[tor-dev] Mnemonic 80-bit phrases (proposal)

Sai tor at saizai.com
Tue Feb 28 23:22:42 UTC 2012


On Tue, Feb 28, 2012 at 17:53, Robert Ransom <rransom.8774 at gmail.com> wrote:
> I'm not going to follow that link.

… yet you're going to comment anyway, based merely on your imagination
of what it contains? O.o

>  (Tor specification-change
> proposals are sent to the tor-dev mailing list in their entirety and
> copied into a Git repository for archival, not left on an
> easily-changed web page.)

Yeah: that's the point. This is a proposal, not a full implementation
let alone a final one. It's going to be edited.

> We would like a naming system which provides *memorable* names, if
> that is possible.  (I've never seen a distributed naming system which
> provides secure and memorable names.)

"I've never seen" isn't really a statement about my proposal.

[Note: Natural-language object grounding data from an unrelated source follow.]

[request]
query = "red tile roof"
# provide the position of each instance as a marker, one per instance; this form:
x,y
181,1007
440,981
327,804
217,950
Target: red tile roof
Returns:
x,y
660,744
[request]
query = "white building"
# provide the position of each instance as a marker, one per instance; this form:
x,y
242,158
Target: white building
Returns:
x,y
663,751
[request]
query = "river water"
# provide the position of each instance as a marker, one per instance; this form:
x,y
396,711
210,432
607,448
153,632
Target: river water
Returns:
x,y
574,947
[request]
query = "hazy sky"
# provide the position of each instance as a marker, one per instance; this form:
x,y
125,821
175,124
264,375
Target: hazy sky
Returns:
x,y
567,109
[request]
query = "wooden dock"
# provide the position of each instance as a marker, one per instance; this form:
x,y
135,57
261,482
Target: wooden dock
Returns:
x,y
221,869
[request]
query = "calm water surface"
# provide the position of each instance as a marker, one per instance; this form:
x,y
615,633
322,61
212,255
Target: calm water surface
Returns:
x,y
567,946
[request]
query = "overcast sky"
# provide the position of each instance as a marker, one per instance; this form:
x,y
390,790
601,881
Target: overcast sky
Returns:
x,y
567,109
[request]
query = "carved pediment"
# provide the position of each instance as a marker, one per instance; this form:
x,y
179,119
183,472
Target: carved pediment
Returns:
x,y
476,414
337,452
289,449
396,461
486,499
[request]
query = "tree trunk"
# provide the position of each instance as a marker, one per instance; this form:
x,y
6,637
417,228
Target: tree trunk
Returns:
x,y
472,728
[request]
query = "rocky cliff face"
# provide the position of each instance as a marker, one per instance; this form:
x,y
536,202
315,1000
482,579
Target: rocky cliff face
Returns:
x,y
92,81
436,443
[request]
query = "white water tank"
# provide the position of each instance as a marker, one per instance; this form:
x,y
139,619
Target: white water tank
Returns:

> But we care even more about other usability properties of a naming
> system, such as how easily users can type a name given a copy of it on
> paper, how easily users can transfer a name to a friend over the
> telephone, and how easily users can compare two names maliciously
> crafted by an attacker with plausible computational power to be
> similar (whether in written form or in spoken form).

All agreed there.

>> choice of name (though it has the required *canonicality* of names),
>
> By proposing to add a new naming system for Tor's existing hidden
> service protocol, you are already assuming and claiming that hidden
> service names do not need to be canonical.  Why do you think
> ‘canonicality’ is required?

… you just contradicted yourself within two sentences.

Canonicality is mandatory for domain names of all kinds; otherwise
there's no way to advertise them, transfer references to them between
users, etc. If your name for some service only works for you, it's not
very useful.

>> and has a somewhat absurdist definition of 'meaningful'. :-P
>
> Then your system's names are unlikely to be memorable.

Not true. Consider that e.g. mnemonics used in med school *all*
consist of absurdist phrases.

It would be more memorable if it's short and operator-specified, but
for that you need a petname system, which this is not.

> The dictionaries required by a dictionary-based naming system strongly
> influence whether the resulting names will be memorable.

Yes, of course. So will using good syntax generation.

> The usability tests which will prove that your scheme does not provide
> sufficient usability benefit to justify shipping many large
> dictionaries with Tor cannot begin until after you have collected the
> dictionaries.

a) who said it requires 'many large dictionaries'?
b) I said upfront that the point of asking for comments is to make
sure the dictionaries collected are good a priori. Your challenging my
proposal by saying that we need dictionaries before testing — which is
obvious; you can't implement this scheme without dictionaries — seems
pointlessly combative to me.


I suggest you try actually reading proposals before bitching about
them.  We addressed most of the issues you mention in the proposal.